Antidepressants associated with restless legs syndrome. Most antidepressants have been reported to provoke or deteriorate RLS: mianserin, mirtazapine, SSRIs, SNRIs, and tricyclic antidepressants.[43,47,50] Conversely, bupropion, an antidepressant devoid of serotonergic effect did not aggravate the symptoms of preexisting RLS in a controlled trial, and there was a trend suggesting a possible beneficial effect, yet to be confirmed.
Pathogenesis. The pathogenesis of RLS is poorly understood. It is generally agreed that dopamine and iron availability in the brain modulate emergence of symptoms, while dopaminergic agonists, iron, but also opioid drugs, alleviate the symptoms. Genetic factors seem critical.[45,52] How SSRIs could aggravate or induce RLS in some subjects is unknown. However, a SPECT study showed that in a group of patients with RLS, the severity of symptoms increased as the availability of serotonin transporter decreased.
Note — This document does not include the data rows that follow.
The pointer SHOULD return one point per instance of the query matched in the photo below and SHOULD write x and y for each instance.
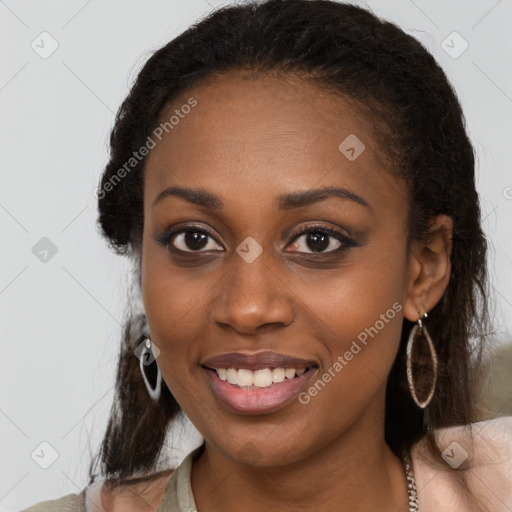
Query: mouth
(259, 383)
(245, 378)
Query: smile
(258, 383)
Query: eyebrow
(288, 201)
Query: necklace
(411, 485)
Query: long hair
(417, 120)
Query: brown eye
(320, 239)
(189, 239)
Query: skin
(250, 140)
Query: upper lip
(257, 361)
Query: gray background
(60, 318)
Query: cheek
(359, 314)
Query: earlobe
(429, 268)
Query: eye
(189, 239)
(321, 239)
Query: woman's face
(235, 179)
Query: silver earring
(418, 332)
(147, 358)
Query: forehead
(250, 136)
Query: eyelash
(165, 239)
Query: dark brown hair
(420, 126)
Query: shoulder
(140, 494)
(69, 503)
(475, 469)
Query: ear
(429, 268)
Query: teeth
(258, 378)
(278, 375)
(289, 373)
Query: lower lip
(257, 401)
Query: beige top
(487, 457)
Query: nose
(253, 297)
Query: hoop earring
(420, 331)
(147, 358)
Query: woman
(295, 186)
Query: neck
(357, 471)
The authors therefore suggested that an increase in serotonergic transmission might exacerbate RLS, possibly via modulations on striatal dopaminergic transmission and on the spinal motor and sensory neurons.
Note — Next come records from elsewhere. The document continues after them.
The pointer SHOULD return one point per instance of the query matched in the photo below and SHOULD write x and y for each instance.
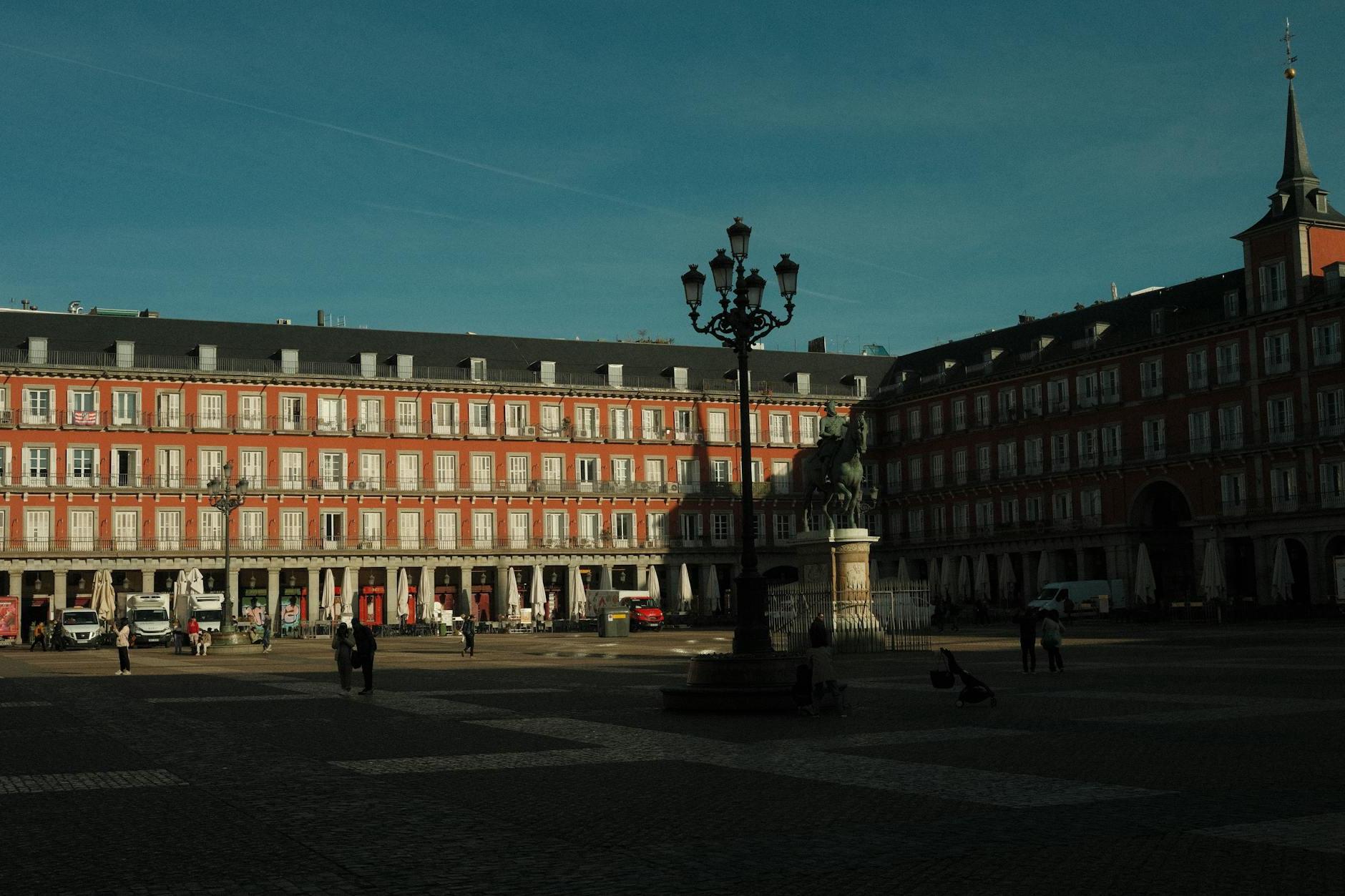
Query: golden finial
(1288, 53)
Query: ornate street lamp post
(226, 496)
(739, 326)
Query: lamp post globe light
(740, 325)
(226, 497)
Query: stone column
(273, 598)
(391, 596)
(315, 601)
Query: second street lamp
(740, 325)
(226, 496)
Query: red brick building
(1205, 416)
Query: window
(1109, 385)
(1198, 430)
(1111, 444)
(1226, 361)
(959, 415)
(1277, 353)
(1326, 343)
(1274, 288)
(1233, 488)
(1331, 481)
(1057, 396)
(1331, 412)
(1155, 444)
(1283, 488)
(481, 419)
(1231, 427)
(1032, 455)
(1087, 440)
(1198, 369)
(981, 409)
(1279, 419)
(1086, 386)
(1062, 506)
(1032, 398)
(1059, 451)
(1152, 377)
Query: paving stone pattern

Periodic limb movements [PLM] are characterized by brief 0.5–10 s stereotyped lower limb movements during sleep, which typically occur at 20–40 s intervals. PLM can result in electroencephalographic arousals or awakenings and contribute to insomnia, or excessive daytime sleepiness. PLM may be associated with restless legs syndrome. An association between the use of fluoxetine and/or myoclonic jerks during non-REM sleep was described in the 1990s. PLM was described with the use of fluoxetine in depressed patients and soon after with venlafaxine in normal volunteers. In a large case-control study, Yang et al. found that in patients referred for polysomnography (mainly to rule out sleep apnea), the use of venlafaxine and SSRI, and the risk of PLM was increased. An increased risk of PLM in subjects receiving SSRI has also been demonstrated in children. The risk of PLM seems to be independent of the type of SSRI, although differences in severity might exist.[57,59] Other antidepressants involved include venlafaxine and mirtazapine.